I would recommend calling Clausing and asking for Tech Support on old Clausing equipment.  Atlas worked out how to cut metric threads on an Imperial based machine before WW-II.  Perhaps they did for the Clausing machines as well (after they bought Clausing).  I can't find any evidence that Clausing ever printed threading charts with drawings showing where to put the standard gears, so I can't work out how to do it.


----------



## wa5cab (Oct 2, 2016)

I forgot to add that on the Atlas machines, it just takes a few more change gears than the standard set, both on a change gear and a QC machine.  Most of the solutions are not exact but the error is typically in the fourth decimal position.  Not close enough to make a lead screw but close enough for up to several diameter.


----------



## Enderw88 (Oct 2, 2016)

wa5cab said:


> I forgot to add that on the Atlas machines, it just takes a few more change gears than the standard set, both on a change gear and a QC machine.  Most of the solutions are not exact but the error is typically in the fourth decimal position.  Not close enough to make a lead screw but close enough for up to several diameter.



Thank you. 


Sent from my iPhone using Tapatalk Pro


----------



## wa5cab (Oct 2, 2016)

Another addendum - some of the metric threads shown on the Atlas change gear type threading charts also required a special spacer (gear) that was smaller in diameter than the 20T gear (smallest double-keyed one that Atlas made) or regular spacer (same OD as the 20T gear).  And another part that I forget the details of.  The Atlas MOLO said to make the special spacer by turning down the OD of a 20T gear or standard spacer (probably because the spacers also have to be double-keyed).  I don't mean to imply that the Atlas special parts might fit the Clausing but that it might take more than just additional stock gears.

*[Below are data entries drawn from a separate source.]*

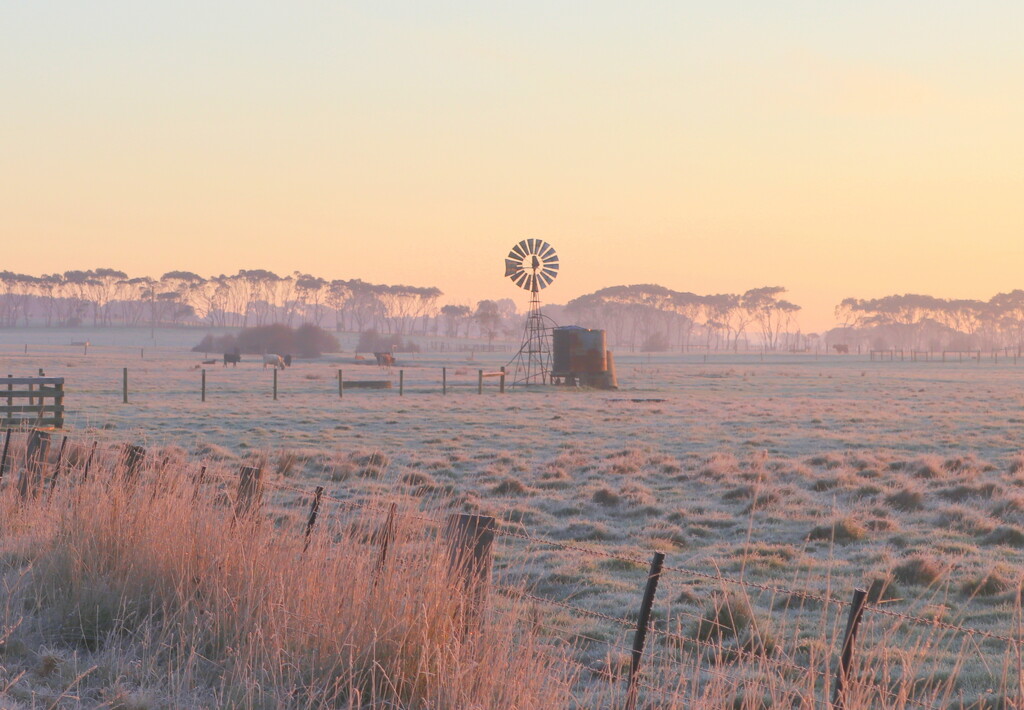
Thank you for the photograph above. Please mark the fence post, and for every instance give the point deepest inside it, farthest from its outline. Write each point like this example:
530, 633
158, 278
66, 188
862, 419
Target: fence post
32, 477
386, 538
469, 540
56, 466
852, 622
313, 509
88, 461
3, 458
132, 458
642, 621
250, 493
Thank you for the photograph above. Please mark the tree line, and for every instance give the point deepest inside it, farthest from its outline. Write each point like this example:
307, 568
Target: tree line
103, 297
653, 318
921, 322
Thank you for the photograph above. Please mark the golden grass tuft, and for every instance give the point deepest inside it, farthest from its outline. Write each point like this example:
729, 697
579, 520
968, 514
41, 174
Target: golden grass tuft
176, 602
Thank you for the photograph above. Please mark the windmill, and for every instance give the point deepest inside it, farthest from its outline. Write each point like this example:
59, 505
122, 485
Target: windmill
532, 264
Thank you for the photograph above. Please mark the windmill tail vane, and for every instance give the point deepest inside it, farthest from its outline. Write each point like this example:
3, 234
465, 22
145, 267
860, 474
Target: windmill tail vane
532, 264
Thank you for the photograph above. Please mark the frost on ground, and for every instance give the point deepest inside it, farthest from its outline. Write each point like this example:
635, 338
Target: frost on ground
820, 475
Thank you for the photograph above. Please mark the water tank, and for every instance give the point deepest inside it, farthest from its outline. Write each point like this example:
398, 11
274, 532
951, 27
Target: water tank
578, 351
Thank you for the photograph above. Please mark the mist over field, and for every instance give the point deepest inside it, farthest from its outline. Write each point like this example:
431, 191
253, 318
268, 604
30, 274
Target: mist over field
451, 356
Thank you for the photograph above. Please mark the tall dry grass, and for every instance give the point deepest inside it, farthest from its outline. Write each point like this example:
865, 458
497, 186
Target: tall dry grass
154, 594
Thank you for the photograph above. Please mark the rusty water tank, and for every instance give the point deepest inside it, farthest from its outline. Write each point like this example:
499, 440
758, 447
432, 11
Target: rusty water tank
578, 351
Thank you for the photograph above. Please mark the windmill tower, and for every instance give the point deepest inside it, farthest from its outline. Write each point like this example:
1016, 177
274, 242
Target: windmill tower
532, 264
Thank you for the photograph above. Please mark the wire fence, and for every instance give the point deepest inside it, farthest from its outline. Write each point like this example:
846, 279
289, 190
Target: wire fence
747, 636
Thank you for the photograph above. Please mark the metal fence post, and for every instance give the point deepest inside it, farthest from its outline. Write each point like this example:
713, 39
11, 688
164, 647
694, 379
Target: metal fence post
846, 659
469, 541
250, 494
3, 458
642, 622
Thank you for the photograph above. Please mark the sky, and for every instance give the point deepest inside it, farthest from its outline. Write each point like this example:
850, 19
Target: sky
837, 149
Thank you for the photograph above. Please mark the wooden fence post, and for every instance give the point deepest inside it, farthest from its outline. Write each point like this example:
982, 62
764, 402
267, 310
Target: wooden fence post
88, 461
250, 494
846, 659
31, 479
3, 457
313, 510
469, 540
642, 622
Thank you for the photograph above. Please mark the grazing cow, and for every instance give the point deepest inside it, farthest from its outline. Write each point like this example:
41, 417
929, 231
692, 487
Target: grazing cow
273, 361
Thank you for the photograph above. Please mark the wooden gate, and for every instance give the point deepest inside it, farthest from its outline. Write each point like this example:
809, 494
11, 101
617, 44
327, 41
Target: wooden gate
36, 402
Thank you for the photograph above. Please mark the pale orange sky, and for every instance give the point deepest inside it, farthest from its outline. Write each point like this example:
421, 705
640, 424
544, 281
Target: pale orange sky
838, 150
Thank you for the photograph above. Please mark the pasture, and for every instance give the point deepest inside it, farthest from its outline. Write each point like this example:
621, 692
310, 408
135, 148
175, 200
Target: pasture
812, 474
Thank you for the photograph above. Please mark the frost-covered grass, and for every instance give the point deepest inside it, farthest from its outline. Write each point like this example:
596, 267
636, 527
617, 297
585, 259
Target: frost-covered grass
814, 474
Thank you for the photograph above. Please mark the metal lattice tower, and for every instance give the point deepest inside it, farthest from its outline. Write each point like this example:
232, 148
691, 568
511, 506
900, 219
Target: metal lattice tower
532, 264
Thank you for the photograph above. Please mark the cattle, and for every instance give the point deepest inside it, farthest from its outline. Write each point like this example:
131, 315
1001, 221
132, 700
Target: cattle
274, 361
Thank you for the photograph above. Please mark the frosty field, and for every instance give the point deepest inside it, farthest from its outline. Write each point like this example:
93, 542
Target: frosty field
816, 474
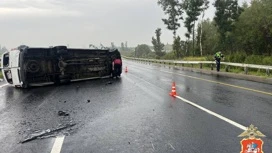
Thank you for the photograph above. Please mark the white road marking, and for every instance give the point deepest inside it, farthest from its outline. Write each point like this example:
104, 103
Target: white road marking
3, 85
214, 114
171, 146
58, 144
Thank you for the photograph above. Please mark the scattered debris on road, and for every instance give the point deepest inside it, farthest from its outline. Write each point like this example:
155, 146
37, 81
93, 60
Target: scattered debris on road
47, 133
62, 113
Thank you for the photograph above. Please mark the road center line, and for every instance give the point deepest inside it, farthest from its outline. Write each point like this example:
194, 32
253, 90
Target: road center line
3, 85
225, 84
58, 144
213, 113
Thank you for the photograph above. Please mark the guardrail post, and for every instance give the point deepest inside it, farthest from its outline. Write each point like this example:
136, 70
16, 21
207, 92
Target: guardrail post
267, 72
246, 70
227, 68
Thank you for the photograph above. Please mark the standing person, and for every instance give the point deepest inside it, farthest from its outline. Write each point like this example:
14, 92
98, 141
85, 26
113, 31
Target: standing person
217, 58
117, 66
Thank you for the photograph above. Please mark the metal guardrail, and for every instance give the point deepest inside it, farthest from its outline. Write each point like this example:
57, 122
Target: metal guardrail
212, 64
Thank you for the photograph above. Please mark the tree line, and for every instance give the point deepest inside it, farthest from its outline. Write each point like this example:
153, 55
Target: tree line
244, 30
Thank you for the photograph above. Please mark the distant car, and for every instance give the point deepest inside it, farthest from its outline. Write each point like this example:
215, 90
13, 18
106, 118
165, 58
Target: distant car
28, 66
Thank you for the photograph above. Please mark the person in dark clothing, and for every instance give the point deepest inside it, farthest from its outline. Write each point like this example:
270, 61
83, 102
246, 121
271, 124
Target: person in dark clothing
217, 58
117, 66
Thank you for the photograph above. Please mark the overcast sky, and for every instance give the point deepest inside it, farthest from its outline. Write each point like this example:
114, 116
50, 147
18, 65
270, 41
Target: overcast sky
81, 22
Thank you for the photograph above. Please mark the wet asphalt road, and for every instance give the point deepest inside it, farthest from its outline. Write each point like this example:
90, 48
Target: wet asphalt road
136, 113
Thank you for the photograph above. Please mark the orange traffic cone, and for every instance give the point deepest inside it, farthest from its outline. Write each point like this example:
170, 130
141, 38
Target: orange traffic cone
173, 92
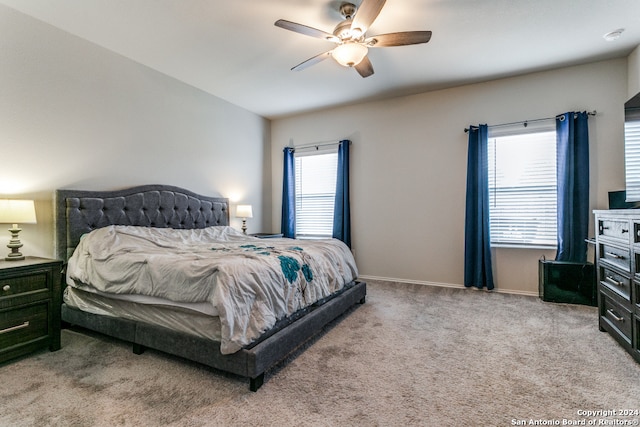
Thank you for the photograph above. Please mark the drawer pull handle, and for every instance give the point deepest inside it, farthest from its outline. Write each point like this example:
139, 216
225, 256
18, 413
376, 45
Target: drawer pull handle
613, 281
15, 328
615, 316
616, 256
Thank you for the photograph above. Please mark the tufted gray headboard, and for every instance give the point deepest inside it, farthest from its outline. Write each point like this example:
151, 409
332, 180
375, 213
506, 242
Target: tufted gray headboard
78, 212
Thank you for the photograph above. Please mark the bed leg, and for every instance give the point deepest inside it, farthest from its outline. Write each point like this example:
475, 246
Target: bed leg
256, 383
138, 348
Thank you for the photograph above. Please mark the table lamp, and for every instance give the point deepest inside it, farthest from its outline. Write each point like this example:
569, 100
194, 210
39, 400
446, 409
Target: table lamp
244, 212
16, 212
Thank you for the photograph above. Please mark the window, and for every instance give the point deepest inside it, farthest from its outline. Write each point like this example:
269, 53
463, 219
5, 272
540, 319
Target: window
523, 187
316, 173
632, 152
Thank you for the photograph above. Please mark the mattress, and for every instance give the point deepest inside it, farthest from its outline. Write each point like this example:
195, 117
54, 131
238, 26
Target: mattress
175, 317
249, 283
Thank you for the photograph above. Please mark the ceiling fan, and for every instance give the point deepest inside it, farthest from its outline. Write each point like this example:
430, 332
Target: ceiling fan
350, 37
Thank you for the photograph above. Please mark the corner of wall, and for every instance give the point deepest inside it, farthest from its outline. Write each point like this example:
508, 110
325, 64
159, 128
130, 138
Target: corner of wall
633, 74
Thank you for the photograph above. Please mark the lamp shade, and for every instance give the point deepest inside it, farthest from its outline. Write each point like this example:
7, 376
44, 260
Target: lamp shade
244, 211
17, 211
349, 54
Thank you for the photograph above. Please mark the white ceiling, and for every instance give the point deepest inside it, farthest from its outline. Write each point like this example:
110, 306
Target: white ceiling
232, 50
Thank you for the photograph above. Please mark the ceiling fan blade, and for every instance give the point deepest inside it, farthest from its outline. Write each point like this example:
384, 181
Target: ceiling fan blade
364, 68
366, 14
307, 31
398, 39
312, 61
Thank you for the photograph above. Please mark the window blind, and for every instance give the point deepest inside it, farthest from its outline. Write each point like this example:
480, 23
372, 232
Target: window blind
632, 154
523, 189
315, 193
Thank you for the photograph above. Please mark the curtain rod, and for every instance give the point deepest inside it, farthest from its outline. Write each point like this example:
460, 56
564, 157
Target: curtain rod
524, 122
316, 145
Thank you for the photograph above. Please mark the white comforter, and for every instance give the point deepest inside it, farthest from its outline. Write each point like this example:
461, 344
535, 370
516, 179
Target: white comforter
251, 282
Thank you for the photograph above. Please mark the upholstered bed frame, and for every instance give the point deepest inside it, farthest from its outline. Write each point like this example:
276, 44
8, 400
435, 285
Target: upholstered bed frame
78, 212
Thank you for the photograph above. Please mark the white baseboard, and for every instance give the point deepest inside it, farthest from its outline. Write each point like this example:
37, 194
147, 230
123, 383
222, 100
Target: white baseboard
445, 285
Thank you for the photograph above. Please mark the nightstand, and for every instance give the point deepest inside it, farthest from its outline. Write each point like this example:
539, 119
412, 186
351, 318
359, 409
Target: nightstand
267, 235
30, 299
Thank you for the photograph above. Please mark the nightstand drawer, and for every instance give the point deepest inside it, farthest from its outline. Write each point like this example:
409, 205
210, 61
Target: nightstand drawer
20, 284
22, 325
618, 283
615, 255
616, 316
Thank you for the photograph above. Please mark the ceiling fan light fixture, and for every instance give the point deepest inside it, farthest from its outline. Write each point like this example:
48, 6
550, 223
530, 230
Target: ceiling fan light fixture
349, 54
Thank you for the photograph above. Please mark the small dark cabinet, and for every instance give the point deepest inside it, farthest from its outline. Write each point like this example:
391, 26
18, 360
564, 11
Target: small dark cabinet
618, 276
567, 282
30, 299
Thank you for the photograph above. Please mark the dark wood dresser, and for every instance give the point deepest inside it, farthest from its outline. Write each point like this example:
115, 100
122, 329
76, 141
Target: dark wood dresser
618, 272
30, 298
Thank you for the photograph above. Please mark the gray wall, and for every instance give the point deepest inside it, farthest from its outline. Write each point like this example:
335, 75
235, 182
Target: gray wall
409, 159
75, 115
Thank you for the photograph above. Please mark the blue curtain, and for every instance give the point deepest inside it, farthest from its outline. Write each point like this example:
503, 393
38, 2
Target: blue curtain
477, 244
342, 210
288, 226
572, 132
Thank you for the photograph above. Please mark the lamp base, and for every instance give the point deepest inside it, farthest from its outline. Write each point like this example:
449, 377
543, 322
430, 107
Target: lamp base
14, 245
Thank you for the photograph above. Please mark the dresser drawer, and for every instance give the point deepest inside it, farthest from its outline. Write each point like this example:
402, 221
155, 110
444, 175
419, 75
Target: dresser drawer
20, 284
618, 283
616, 316
615, 255
23, 325
614, 229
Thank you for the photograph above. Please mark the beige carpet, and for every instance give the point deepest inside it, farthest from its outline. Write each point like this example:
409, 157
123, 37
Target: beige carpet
411, 356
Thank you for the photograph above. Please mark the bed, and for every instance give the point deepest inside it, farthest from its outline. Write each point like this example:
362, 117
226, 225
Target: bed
82, 218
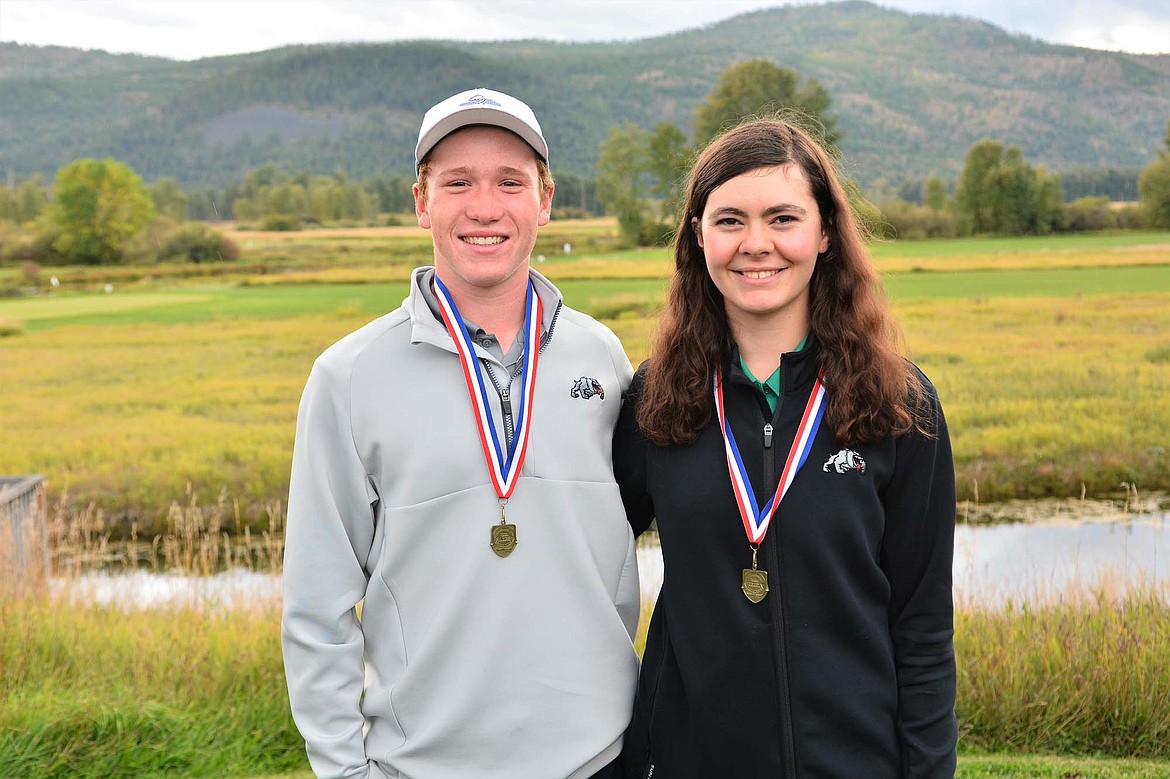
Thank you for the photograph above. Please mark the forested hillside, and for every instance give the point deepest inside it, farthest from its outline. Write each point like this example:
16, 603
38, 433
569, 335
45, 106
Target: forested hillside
912, 92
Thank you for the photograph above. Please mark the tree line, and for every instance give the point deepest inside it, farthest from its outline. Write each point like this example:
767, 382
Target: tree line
102, 212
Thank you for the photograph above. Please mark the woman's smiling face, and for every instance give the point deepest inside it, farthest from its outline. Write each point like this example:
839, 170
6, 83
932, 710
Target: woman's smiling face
761, 234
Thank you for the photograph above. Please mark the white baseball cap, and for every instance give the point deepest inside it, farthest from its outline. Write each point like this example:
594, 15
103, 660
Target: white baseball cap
479, 107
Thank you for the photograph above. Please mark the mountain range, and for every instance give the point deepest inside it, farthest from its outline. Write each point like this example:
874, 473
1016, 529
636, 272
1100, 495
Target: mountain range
912, 94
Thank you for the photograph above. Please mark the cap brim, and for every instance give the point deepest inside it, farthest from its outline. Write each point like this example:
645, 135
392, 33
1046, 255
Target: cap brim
479, 116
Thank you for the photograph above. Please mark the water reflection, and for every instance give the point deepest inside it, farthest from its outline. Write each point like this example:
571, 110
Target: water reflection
1034, 563
1019, 562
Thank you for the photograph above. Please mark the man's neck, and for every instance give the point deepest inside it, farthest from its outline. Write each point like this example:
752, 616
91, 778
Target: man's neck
499, 310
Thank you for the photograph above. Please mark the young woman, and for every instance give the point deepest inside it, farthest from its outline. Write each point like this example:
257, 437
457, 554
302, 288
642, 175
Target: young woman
800, 475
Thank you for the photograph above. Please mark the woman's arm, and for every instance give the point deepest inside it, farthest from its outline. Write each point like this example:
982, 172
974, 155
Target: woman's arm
917, 552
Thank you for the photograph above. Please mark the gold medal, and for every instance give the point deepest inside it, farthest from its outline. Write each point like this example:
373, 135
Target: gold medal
755, 581
503, 536
503, 539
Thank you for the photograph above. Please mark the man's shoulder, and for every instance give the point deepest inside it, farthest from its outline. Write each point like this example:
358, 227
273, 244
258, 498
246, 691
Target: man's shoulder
586, 325
379, 333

Another thing that I'll mention is that an Atlas owner in South Africa (not the Atlas factory) figured out that he could get 1.0, 1.25 and 1.5 mm pitch without swapping out gears on the banjo by replacing the pair of 48T gears on the banjo that actually drive the QCGB with the 52/44T combo.  The Atlas sysem has a 40T sliding gear than can be moved in or out to mesh with the 16/32T pivot gear on the tumbler.  With the sliding gear OUT, it drove the 52T gear as an Idler, which in turn drove the gear box.  And all of the gearbox settings from 8 tpi to 96 tpi still worked the same.  With the sliding gear IN. it drove the 44T gear which turned the 52T gear as a compound gear.  Then setting the gearbox to 60, 48 or 40 tpi gave 1.0, 1.25 or 1.5 mm.  You lost 4 to 7.5 tpi capability. which aren't commonly used.  Whether other gearbox selector settings would give other valid metric pitches or not, he didn't say.  Those three pitches must have been all that he was interested in.

The Clausing QCGB equipped 100 or 4800 Series lathes use different pitch gears on the banjo and tumbler so the numbers above won't work (and 60 tpi isn't an option on the Clausing).  But maybe someone figured out something similar.


----------